Mount St. Helens is susceptible to lahars because the vent, and site of recent lava-dome building, is surrounded by Crater Glacier. Furthermore, the crater floor and flanks of the volcano are made up of large amounts of loose volcanic material and are covered with a thick snowpack for much of the year. Lahars generated by rapid snowmelt are likely to accompany any eruptive activity, but they may also be generated without an eruption by intense storm runoff over erodible sediment or by landslides.

Past lahars at Mount St.
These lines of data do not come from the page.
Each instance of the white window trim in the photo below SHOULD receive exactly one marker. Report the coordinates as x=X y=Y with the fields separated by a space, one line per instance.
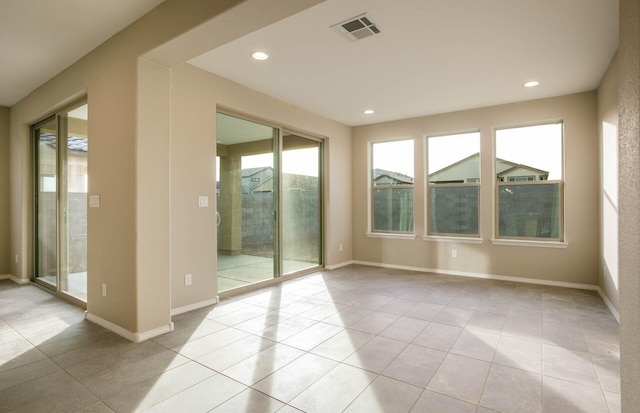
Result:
x=463 y=238
x=529 y=243
x=541 y=242
x=453 y=238
x=371 y=233
x=391 y=235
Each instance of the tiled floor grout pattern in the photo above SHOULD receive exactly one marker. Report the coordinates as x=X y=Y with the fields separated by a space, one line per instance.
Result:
x=356 y=339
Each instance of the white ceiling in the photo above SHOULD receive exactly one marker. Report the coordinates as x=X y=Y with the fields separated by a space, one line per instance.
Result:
x=40 y=38
x=433 y=56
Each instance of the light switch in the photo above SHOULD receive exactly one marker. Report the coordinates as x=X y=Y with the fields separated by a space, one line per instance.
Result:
x=94 y=201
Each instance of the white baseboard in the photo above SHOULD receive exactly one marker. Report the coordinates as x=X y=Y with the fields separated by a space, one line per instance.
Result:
x=129 y=335
x=341 y=264
x=15 y=279
x=609 y=304
x=485 y=276
x=195 y=306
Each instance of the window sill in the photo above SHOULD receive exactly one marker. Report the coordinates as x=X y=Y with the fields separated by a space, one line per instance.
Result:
x=529 y=243
x=390 y=235
x=463 y=240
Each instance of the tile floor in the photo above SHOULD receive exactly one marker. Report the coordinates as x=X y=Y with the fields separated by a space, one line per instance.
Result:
x=357 y=339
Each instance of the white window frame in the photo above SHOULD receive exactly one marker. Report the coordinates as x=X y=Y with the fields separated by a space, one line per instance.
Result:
x=560 y=241
x=429 y=235
x=371 y=231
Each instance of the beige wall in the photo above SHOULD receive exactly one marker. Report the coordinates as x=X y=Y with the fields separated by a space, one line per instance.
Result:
x=5 y=246
x=195 y=96
x=629 y=212
x=577 y=263
x=125 y=250
x=608 y=137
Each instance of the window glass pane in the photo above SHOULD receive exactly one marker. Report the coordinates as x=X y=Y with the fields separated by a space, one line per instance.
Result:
x=454 y=163
x=530 y=211
x=392 y=179
x=526 y=158
x=454 y=158
x=393 y=209
x=453 y=210
x=534 y=151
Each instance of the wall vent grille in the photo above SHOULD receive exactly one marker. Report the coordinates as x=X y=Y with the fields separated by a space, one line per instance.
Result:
x=357 y=28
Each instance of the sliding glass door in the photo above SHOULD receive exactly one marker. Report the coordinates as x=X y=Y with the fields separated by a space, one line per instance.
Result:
x=268 y=202
x=246 y=202
x=301 y=203
x=61 y=179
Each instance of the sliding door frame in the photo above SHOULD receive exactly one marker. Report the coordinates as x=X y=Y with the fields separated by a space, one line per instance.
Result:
x=278 y=151
x=60 y=122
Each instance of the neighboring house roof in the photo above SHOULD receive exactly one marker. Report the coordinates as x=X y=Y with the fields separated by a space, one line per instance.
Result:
x=289 y=181
x=74 y=143
x=522 y=166
x=503 y=167
x=395 y=178
x=246 y=173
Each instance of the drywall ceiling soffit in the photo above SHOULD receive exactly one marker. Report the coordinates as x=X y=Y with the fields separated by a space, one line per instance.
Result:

Helens have traveled from 50 to 100 km (30 to 60 mi) from source, often reaching the Columbia River via the Toutle-Cowlitz, Kalama, or Lewis Rivers. They are a greater threat to life and property in valley communities than any other volcanic phenomenon. Damage is done by impact from large boulders or logs carried in the flows, by high drag and buoyancy forces imposed by the dense fluid, by abrasion, and by burial. Lahars commonly destroy mature forests and any human-made structures in their paths, including bridges, roads, pipelines, and buildings. In the event of a lahar and with enough warning, people can quickly climb or drive to safety by evacuating the valley floor.

During the May 18, 1980 eruption of Mount St. Helens, approximately 2.3 billion cubic meters (3 billion cubic yards) of material was deposited in the upper 27 km (17 mi) of the North Fork Toutle River valley resulting in massive lahars.